Artisti e curatori nel panico: non ci son più le feste cafone

Alle feste dell’arte non ci si diverte più. Troppo formali e ingessate, spacciate come palcoscenico esclusivo per inziati e meritevoli, sono invece il regno dove scorrazzano imbucati, malvestiti e di greve aspetto. Mancano le belle e giovani donne, abbondano gay di mezz’età (poco fascinosi pure loro), rivedi sempre le stesse facce con cui hai poco da dirti, se non qualche commento a denti stretti sulla mostra, prevalentemente positivo visto che stai mangiando gratis (seppur poco).
Ma dove sono finiti quei meravigliosi party degli anni ’80, quando arrivava trafelato Gianni De Michelis con improbabile codazzo, e giù tutti a ballare, ubriacarsi, scivolare nella trasgressiva promiscuità? E i mirabolanti ricevimenti privati, tutti «sex, drugs and r’n’r» descritti da Bret Easton Ellis in Glamorama? L’estetica della coolness ha inibito la sfera del desiderio, l’arte è diventata fenomeno sociale, difficile fidanzarsi o ipotizzare una storia clandestina in un convegno di critici, collezionisti e pittori: tutti sanno tutto di tutti. L’ultima devastante mania è il finger food, porzioni di cibo non precisato distribuito in modiche quantità che finiscono in fretta e non tolgono l’appetito. Da quando i food designer hanno sostituito i cuochi di una volta e i dj set in stile chill-out hanno preso il posto della disco-music, la fighetteria del party è inversamente proporzionale alla scarsità di vivande e alla tediosità della colonna sonora. Poveri camerieri con vassoi in precario equilibrio vengono assaltati da piranha da buffet, professionisti dello scrocco, immancabili presenzialisti del dopo mostra. Come difendersi dal bidone in agguato, che ti promette una cena esclusiva e invece sai già che dovrai fare a spintoni per un’insalata di pasta fredda, come è successo al party dell’ultima Artissima torinese, servito da Eataly, autentico paradiso dei gourmet, dove era impossibile anche solo avvicinarsi alla mescita del vino? Semplicemente rinunciandovi. D’accordo, c’è crisi, dunque la cena placée dei tempi d’oro è un pallido ricordo, se anche all’opening dell’ultima mostra del cinema è andata in scena la caccia disperata alle residue fette di torta, dribblando un Lino Banfi e circumnavigando una Jasmine Trinca alla quale non era nemmeno stato riservato un tavolo vip.
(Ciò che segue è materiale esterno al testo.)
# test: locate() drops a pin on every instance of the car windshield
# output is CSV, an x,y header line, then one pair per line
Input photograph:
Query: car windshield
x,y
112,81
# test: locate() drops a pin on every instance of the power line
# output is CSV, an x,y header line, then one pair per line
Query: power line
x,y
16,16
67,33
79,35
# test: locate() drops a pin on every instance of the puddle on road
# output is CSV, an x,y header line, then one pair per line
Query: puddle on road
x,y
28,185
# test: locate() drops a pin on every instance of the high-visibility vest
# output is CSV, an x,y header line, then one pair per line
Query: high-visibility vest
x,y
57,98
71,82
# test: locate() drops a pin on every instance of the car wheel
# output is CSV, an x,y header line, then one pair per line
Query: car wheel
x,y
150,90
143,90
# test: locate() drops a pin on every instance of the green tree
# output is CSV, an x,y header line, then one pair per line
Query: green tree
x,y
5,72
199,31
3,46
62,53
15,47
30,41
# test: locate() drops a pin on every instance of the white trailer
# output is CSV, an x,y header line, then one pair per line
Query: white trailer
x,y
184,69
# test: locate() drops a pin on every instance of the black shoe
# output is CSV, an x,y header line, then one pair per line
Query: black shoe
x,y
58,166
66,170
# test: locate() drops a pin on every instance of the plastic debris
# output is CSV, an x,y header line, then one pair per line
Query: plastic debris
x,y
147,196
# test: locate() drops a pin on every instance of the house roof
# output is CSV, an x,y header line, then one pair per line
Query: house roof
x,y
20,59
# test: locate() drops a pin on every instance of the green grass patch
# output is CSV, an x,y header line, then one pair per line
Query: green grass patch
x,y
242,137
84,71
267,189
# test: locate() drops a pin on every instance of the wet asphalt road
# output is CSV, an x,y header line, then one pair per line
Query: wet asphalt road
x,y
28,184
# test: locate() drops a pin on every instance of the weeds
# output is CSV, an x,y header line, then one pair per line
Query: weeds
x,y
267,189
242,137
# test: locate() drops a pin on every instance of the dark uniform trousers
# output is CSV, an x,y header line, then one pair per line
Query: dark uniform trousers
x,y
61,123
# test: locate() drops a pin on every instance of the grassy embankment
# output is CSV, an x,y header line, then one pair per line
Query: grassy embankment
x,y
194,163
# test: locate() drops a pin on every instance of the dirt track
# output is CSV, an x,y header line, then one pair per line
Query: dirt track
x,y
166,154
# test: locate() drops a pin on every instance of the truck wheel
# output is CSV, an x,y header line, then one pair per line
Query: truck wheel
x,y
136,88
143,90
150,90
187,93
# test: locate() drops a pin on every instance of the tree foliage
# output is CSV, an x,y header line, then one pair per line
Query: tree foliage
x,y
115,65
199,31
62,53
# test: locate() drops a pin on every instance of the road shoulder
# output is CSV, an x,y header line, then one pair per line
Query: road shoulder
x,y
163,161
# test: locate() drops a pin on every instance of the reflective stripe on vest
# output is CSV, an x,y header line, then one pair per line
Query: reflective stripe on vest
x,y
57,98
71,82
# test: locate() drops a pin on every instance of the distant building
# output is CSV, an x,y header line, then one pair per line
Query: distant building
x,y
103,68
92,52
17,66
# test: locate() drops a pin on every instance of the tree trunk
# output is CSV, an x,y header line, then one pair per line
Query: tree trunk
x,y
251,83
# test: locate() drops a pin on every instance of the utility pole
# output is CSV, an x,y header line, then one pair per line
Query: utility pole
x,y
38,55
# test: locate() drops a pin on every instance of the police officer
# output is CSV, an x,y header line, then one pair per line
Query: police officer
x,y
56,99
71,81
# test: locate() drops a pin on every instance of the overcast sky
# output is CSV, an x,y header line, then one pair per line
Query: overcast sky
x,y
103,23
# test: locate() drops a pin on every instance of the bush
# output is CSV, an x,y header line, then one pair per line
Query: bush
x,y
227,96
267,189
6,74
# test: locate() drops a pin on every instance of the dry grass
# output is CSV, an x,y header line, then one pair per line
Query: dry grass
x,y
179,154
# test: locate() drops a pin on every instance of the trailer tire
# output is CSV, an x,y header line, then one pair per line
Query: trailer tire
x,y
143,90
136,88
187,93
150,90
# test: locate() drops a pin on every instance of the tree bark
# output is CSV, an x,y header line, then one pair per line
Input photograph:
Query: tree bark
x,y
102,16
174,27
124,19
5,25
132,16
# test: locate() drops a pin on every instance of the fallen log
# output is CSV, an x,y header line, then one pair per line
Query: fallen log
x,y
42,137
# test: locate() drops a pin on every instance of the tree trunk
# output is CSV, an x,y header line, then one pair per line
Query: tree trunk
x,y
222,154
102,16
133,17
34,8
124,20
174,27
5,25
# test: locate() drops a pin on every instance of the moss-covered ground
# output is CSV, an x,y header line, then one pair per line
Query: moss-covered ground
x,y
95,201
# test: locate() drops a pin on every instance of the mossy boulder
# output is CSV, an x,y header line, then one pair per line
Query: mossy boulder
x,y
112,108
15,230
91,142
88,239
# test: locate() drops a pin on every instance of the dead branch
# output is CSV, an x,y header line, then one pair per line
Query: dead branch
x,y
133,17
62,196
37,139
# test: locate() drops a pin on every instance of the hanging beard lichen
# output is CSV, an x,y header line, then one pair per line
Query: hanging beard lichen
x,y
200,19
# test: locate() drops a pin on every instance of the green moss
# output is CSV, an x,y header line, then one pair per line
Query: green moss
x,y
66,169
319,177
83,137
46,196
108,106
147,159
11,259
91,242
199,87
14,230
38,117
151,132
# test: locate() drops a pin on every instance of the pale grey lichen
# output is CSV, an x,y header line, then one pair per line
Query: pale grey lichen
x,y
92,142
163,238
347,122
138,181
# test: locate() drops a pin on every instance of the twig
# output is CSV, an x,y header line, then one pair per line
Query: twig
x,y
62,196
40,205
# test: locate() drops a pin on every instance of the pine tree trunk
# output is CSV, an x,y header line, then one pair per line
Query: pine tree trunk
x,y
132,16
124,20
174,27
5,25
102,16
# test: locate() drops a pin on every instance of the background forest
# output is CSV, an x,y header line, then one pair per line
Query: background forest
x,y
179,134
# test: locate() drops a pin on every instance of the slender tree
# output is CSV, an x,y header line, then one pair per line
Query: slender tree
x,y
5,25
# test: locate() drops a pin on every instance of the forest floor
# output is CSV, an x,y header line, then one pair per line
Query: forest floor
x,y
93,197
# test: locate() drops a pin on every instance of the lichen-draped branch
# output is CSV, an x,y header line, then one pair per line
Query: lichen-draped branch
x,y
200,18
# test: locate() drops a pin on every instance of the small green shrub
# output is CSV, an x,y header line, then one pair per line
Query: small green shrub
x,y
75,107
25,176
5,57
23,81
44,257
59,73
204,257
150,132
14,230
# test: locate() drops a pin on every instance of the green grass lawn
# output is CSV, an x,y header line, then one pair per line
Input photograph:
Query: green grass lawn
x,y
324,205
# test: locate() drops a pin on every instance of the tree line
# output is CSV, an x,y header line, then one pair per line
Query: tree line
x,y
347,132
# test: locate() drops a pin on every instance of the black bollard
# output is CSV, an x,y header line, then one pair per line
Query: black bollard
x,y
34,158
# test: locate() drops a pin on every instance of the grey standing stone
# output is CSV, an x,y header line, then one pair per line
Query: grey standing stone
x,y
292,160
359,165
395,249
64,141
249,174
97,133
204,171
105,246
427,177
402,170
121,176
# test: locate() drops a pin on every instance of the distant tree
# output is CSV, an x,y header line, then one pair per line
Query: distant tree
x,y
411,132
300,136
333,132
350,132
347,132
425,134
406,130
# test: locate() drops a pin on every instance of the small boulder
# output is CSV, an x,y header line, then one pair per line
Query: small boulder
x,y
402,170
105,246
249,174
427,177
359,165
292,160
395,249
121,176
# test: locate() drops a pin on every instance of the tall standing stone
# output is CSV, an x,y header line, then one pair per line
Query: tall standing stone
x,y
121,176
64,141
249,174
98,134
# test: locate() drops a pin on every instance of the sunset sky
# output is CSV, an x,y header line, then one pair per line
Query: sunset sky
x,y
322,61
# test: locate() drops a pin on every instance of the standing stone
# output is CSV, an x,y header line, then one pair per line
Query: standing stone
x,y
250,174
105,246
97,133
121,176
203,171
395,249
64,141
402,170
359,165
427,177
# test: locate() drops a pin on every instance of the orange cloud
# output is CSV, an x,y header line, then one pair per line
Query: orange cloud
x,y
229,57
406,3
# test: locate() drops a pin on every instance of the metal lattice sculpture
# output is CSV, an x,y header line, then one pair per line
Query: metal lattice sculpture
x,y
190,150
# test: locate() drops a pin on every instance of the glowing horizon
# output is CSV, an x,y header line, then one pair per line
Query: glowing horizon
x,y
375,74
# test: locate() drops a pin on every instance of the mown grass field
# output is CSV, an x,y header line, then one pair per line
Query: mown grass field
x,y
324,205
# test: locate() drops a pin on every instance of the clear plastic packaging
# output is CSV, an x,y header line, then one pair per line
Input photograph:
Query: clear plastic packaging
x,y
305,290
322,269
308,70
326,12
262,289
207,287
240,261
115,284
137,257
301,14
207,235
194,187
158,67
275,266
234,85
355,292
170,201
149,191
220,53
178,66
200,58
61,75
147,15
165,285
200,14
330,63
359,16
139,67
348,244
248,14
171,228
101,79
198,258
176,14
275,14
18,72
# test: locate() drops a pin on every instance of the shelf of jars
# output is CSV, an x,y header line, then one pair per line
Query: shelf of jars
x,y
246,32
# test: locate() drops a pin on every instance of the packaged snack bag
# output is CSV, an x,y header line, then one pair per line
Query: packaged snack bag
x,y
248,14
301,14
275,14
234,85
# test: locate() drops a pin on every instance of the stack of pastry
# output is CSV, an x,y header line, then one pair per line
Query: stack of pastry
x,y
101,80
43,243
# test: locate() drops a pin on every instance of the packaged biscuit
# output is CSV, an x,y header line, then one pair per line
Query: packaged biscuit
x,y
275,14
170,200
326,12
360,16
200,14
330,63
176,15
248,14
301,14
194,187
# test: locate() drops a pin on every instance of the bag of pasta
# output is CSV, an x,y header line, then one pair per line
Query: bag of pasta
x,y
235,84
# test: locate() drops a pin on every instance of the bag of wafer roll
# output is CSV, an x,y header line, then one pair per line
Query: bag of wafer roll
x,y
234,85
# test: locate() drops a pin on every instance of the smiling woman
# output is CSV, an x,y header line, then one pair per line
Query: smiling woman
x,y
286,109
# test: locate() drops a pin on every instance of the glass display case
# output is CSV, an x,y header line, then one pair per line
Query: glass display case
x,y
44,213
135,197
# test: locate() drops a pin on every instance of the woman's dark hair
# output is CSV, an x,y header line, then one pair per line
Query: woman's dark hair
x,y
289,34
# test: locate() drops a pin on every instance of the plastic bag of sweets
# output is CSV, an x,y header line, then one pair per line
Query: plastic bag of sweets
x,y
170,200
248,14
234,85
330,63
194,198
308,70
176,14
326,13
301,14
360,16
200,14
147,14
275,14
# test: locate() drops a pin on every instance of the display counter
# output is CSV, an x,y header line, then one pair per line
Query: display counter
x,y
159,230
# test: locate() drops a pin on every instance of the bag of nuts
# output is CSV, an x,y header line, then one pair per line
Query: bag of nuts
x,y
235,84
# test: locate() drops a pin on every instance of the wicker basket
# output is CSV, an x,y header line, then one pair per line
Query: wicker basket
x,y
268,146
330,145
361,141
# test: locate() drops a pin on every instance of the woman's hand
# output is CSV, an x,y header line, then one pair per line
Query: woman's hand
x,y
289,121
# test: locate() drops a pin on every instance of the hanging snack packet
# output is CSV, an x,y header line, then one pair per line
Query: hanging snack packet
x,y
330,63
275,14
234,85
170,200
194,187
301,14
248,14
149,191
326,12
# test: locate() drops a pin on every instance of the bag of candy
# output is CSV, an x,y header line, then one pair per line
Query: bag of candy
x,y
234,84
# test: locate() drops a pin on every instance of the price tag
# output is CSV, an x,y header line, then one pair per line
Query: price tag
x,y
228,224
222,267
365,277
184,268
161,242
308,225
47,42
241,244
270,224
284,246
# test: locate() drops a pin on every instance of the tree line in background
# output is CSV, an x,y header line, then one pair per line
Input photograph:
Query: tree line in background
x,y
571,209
Meglio è andata giovedì sera, al ricevimento fiorentino dopo le lunghe file per ammirare il teschio di diamanti di Damien Hirst. A far gli onori di casa il sindaco Renzi con Martina Mondadori e l’assessore alla Cultura Giuliano da Empoli che il perfido Bonito Oliva ha soprannominato Giuliano da Bulgari. Scoraggiante l’aperitivo al freddo, con lo stesso artista imbacuccato, andatosene presto alla chetichella. Il pasto è servito in un salone riscaldato, all’impiedi ma con possibilità di sedersi. Era giovedì ma non c’erano gnocchi e neanche gnocche.

Parzialmente disertato dal jet set internazionale, si sono visti Vicente Todolì, ex direttore della Tate di Londra, Patrizia Sandretto, Pepi Marchetti di Gagosian, Ginevra Elkann in forma strepitosa. Serata noiosa ma almeno breve, animata dalla veloce comparsa di Vittorio Sgarbi, molto critico nei confronti dell’operazione. È di Francesco Bonami la miglior battuta: «Non vedo l’ora di andarmene a dormire».